Harrison’s treatment of the death-and-rebirth motif deserves special attention because it directly challenges the later depth-psychological tendency to treat this pattern as an archetype floating free of social context. The “New Birth” doctrine, “usually held to be late and due to ‘Orphic,’ i.e. quasi Oriental influence,” is shown to originate in initiation ceremonies—concrete rites de passage in which the youth undergoes “mimic death and resurrection” to enter adulthood. The Kouros “grows to maturity” and his growth causes the growth of the natural year; the social and the natural are not analogous but identical, because in totemistic thinking “man and nature form one indivisible whole.” This is precisely the territory that Mircea Eliade would later map in Rites and Symbols of Initiation and that Joseph Campbell would popularize, but Harrison reaches the substrate first, and with greater rigor, because she never loses sight of the social body that generates the rite. When she writes that “a breach of Themis would offend your neighbours and produce quarrels; quite equally it would offend the river or the earth and produce floods or famine,” she identifies the logic of participation that undergirds not only Greek religion but every system in which psychic and material reality are experienced as continuous.

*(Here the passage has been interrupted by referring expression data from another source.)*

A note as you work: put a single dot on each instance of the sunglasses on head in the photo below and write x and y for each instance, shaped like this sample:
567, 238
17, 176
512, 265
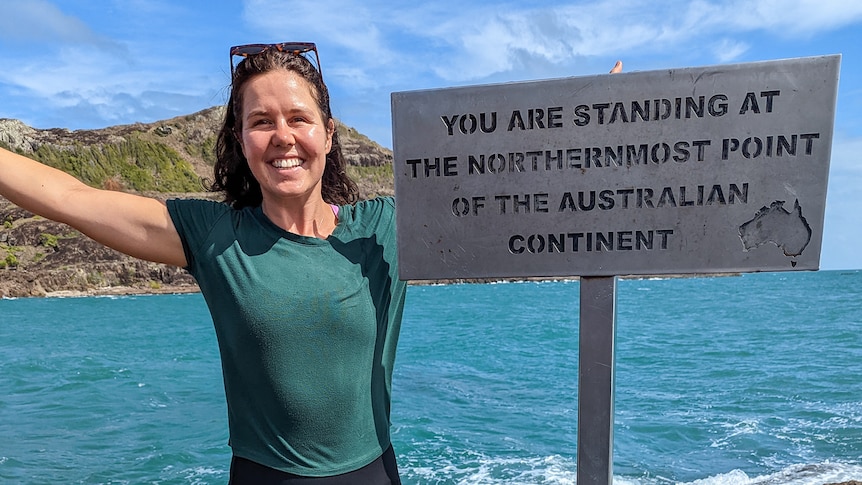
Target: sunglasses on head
295, 48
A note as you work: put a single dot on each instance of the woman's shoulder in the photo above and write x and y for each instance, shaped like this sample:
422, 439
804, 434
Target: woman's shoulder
377, 205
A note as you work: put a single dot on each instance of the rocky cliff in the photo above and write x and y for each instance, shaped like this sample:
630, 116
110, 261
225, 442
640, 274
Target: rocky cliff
171, 158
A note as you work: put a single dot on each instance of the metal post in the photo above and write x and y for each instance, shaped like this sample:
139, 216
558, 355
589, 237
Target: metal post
596, 380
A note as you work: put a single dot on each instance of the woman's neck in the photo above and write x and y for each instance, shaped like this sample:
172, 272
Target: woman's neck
312, 219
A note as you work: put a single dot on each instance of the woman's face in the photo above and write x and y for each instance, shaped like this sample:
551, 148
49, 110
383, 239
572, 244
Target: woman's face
284, 137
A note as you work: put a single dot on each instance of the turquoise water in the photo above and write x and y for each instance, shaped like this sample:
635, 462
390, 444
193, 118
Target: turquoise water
754, 379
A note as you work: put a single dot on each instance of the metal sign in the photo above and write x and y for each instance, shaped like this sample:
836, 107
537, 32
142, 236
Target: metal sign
698, 170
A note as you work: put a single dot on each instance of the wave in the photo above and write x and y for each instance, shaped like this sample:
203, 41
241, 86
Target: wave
557, 470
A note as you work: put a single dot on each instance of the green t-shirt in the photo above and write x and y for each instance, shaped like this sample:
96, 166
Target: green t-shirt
307, 330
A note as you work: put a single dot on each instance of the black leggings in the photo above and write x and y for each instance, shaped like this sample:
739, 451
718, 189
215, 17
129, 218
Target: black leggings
382, 471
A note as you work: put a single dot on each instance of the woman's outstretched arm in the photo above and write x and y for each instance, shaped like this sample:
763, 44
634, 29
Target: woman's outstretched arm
138, 226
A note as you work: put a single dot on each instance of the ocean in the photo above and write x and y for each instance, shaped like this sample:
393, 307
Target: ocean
751, 379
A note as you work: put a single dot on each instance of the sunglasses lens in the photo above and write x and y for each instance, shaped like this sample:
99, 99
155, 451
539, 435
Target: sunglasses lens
295, 48
247, 50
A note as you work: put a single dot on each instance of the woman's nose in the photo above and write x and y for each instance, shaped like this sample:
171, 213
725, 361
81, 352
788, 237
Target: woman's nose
283, 135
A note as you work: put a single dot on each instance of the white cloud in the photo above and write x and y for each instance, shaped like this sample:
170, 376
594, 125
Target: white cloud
727, 50
466, 42
41, 21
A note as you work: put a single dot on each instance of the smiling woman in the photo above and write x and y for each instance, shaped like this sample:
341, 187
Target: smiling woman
300, 279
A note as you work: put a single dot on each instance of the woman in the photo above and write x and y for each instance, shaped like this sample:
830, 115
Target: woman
301, 282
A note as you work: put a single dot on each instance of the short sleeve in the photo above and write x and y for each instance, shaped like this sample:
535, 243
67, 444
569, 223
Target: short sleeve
194, 220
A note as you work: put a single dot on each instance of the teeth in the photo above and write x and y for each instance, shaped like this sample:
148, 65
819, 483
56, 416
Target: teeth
287, 163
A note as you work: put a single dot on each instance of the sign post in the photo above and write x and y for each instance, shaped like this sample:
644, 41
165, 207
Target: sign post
709, 170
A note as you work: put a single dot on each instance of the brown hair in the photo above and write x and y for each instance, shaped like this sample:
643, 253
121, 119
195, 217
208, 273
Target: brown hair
232, 174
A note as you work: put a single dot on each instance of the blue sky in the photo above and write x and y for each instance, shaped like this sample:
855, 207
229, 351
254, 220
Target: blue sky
90, 64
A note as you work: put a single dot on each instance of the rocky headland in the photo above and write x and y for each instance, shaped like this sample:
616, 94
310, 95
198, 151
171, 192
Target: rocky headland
170, 158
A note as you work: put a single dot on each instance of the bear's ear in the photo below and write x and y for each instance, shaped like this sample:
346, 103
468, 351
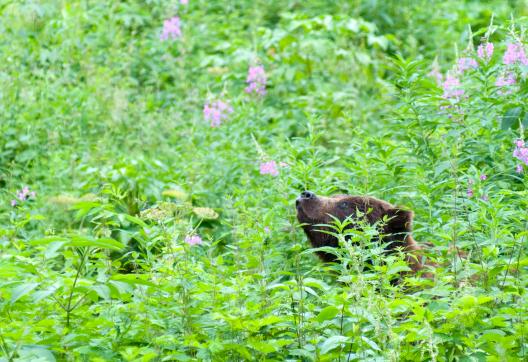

Themis matters today not as a monument of early twentieth-century classics but as an unfulfilled challenge to depth psychology. It demonstrates that the archetypes of death and rebirth, the Great Mother, the divine son, and the tension between ego-consciousness and the unconscious all have their generative matrix in collective social life—not in a transpersonal psyche abstracted from history. Anyone who reads Jung on the collective unconscious, Neumann on the Great Mother, or Hillman on the imaginal without reading Harrison is working with conclusions severed from their evidential roots.

Sources Cited

  1. Harrison, J. E. (1912). Themis: A Study of the Social Origins of Greek Religion. Cambridge University Press. ISBN 978-0-691-01524-8.
  2. Durkheim, É. (1912). The Elementary Forms of Religious Life. Free Press.
  3. Cornford, F. M. (1912). From Religion to Philosophy: A Study in the Origins of Western Speculation. Harper & Row.
  4. Caswell, C. P. (1990). A Study of Thumos in Early Greek Epic. Brill.